Dice Probability - looking for Maths Geniuses

[Fedora.Pirate]

Hey all, Sorry if this is in the wrong place and/or incorrectly formatted; but I'm I'm new so I hope you all can cut me a little slack. I am currently eneavouring to create a spreadsheet in excel to display the probability of any availible roll when you roll n dice of x sides. I've managed to get that working with rolls totaling up to 100.
My current endeavour is to set it up so that I may see the probabilities for a roll of n dice with x sides when keeping only the highest result. With the eventual goal of being able to roll n dice of x sides keeping the highest y results; and then maybe another where the dice explode (I've already got this working with a single dice).

However at preasent I'm stuck finding a formula for rolling n dice with x sides and keep the highest reasult. I've managed to get formula for n = 1 (probability = 1 / x) through to n = 5 as shown below; where v = a value found on a dice (so when rolling 2d6 and keeping the highest result, the odds of getting a 2 are 3/36 = 1/12)
n=2
v * 2 -1
n=3
(v * 2 -1) * (v -1) + v^2
n=4
(v * 2 -1) * ((v -1)^2 + v^2)
n=5
(v * 2 -1) * ((v -1)^2 + v^2) * (v - 1) + v^4

What i am currently trying to figure out and making no progress with is a unified formula/method so a new one doesn't have to be figured out for each new value of n. I'm sure one must exist as various patterns emerge throughout this experiment yet I cannot for the life of me see it.
Any help at all would be appreciated.

Furthermore, any advice on my future eneavours, or answers to the future questions that I am bound to ask will also be appreciated.

 

[Flatus Maximus]

I posted this in another thread some time ago, you'll have to relabel the variables:

If you roll a dN (N-sided die) n times and let X be the max of the n rolls, then the probability that X = k is:

p_k = (k^n - (k-1)^n)/N^n.

Thus, the expected value of X is:

E(X) = (N^(n+1) - 1^n - 2^n - 3^n - ... - (N-1)^n)/N^n.

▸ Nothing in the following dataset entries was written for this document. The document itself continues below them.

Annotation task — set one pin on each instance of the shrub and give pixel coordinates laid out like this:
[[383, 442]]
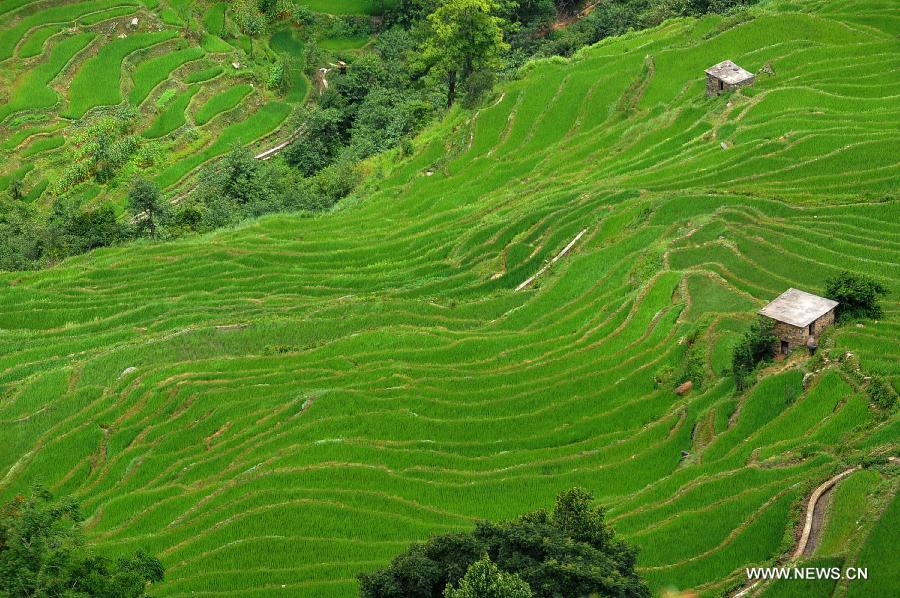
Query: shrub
[[880, 393], [754, 347], [42, 553], [857, 295], [569, 551], [484, 579]]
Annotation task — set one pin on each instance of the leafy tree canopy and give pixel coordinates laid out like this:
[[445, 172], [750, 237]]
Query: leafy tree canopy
[[857, 295], [569, 551], [43, 553], [463, 36], [484, 579], [755, 346]]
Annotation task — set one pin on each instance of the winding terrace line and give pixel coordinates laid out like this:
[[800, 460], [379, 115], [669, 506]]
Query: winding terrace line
[[812, 526]]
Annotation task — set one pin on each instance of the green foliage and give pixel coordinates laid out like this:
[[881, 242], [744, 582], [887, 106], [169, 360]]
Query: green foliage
[[857, 295], [569, 551], [483, 579], [43, 553], [463, 36], [880, 393], [146, 205], [319, 144], [754, 347]]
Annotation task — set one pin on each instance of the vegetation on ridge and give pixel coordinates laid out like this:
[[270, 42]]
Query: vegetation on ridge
[[368, 378]]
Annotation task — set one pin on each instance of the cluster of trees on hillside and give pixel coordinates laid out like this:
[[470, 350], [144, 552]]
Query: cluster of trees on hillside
[[428, 56], [567, 551], [43, 553], [858, 297]]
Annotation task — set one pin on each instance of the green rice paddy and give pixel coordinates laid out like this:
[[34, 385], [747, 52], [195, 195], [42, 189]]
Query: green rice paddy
[[274, 408], [73, 61]]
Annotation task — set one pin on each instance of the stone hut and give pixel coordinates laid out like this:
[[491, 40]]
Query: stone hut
[[800, 317], [726, 76]]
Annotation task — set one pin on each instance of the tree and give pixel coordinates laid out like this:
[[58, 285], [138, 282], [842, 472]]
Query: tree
[[43, 553], [17, 189], [320, 142], [146, 205], [484, 579], [249, 19], [567, 552], [463, 36], [755, 346], [856, 294]]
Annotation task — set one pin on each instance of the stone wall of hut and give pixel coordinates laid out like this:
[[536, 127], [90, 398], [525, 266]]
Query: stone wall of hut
[[796, 336], [712, 85]]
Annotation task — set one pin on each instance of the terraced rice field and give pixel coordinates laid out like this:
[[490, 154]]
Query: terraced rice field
[[63, 62], [275, 408]]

For example, if N = 20 and n = 3, you'd get 15.4875, as was mentioned above.

 

[Flatus Maximus]

Elric posted the following approximation, in case you're interested:

To add to this a bit: An approximation that makes for easy calculations is that if you roll a dN (N-sided die) n times, and let X be the max of the n rolls, for N fairly large, E(X) approximately= N*n/(n+1) + 1/2.

E.g., rolling 3 times averages 0.75*N + 1/2, and when we plug in N=20 we get E(X) approximately= 15.5, which is very close to the true value of 15.4875.

 

[Janx]

about 10 years ago, I was bored and wrote a program to get the answer on my little Compaq PC Companion that I had downloaded Basic onto.

My interest was "what's the average result from 4d6 keep the best 3"

Not being a math genius, I wrote the program quickly as a series of nested for loops that it then ground through all posibilities and added them up.

for normal dice rolls, the average of NdS (where N=number of dice, and S=number of sides) is N(S/2+.5). Hence 3d6 is 3(6/2+.5) = 10.5

the 4d6 keep the best three method required more complext math or some brute force combinations generation.

As I recall, the final answer was 12.5 or some such. I guess its ironic, the math majors in the house didn't think to actually infer what the most probable example question as it relates to D&D and use that as an example.

 

[Theo R Cwithin]

It's not a directly relevant answer to your question, but if you haven't seen it, there is the AnyDice Calculator site that might be of interest to you.

It doesn't give the fomulas, but it does show all the probablilities for pretty much any fistful of dice imaginable, along with nice little plots. It might be a nice comparison for whatever project yuo're working on.